August 30, 2007|LILI SINGER

The Home Orchard

Growing Your Own Deciduous Fruit and Nut Trees

Chuck A. Ingels, Pamela M. Geisel and Maxwell V. Norton

University of California Agriculture and Natural Resources, $25

Agriculture and natural resource specialists at the University of California are highly skilled at distilling science into language and graphics that can be easily digested (and afforded) by gardeners.

This book is a superior example. It was developed for serious backyard orchardists, rare-fruit growers and small-scale farmers -- patient people who know they must carefully select and plant young trees, then tend and train them for many years before finally picking that perfect peach.

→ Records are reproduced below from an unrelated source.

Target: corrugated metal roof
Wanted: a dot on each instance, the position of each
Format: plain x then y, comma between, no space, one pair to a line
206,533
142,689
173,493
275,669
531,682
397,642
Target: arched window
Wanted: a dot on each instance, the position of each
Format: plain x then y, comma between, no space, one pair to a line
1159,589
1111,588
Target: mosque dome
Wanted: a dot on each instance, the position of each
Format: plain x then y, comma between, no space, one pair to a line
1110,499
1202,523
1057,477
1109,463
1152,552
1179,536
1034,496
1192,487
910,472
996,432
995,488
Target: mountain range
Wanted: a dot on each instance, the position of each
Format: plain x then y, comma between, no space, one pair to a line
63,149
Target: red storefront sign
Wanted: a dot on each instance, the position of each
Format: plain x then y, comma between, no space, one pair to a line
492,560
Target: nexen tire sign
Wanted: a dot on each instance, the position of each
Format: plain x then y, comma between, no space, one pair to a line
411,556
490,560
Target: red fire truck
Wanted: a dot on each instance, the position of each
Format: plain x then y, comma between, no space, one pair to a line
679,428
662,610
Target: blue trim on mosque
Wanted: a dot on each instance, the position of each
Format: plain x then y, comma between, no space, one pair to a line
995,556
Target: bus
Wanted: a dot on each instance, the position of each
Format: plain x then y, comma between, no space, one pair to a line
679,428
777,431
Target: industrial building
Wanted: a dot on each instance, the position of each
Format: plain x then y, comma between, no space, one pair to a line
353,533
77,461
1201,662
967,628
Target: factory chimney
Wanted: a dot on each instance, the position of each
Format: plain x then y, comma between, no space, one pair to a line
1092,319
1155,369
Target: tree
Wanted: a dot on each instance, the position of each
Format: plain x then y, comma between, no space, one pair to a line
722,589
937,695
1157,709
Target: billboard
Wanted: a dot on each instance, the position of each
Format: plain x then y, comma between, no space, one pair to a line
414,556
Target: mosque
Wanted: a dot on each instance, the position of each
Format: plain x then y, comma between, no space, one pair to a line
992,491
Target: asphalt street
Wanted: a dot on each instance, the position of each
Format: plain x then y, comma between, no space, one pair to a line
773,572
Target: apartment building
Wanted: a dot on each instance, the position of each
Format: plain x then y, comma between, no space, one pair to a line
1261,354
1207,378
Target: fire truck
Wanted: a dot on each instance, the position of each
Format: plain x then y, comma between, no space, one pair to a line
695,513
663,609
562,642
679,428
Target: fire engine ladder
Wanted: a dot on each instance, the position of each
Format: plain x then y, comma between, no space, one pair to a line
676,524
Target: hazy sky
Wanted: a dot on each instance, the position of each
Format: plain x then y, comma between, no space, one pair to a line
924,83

The beautifully illustrated text encompasses "standard" and new practices for growing winter-deciduous fruit and nut trees such as apple, pomegranate, peach, plum and almond. You'll also find figs and persimmons, but no grapes, berries, citrus or avocado.

The teachings are applicable statewide. Southern Californians, however, will need to look elsewhere for specifics on low-chill varieties, such as Fuji or Beverly Hills apples, that produce well in mild-winter climates; names are listed, but there are no descriptions.

Opening chapters discuss California's climates (these trees need cold winter nights for good production); soils and mulches; and tree biology, specific to these crops. Chapter 3 details many varieties and rootstocks.

Subsequent sections discuss planting, irrigation, fertilization, training and pruning, budding and grafting, fruit thinning and (finally!) harvest. The last chapter presents Integrated Pest Management, in depth, with top-notch photography and helpful charts. This fine reference closes with crop-by-crop calendars and a fabulous glossary.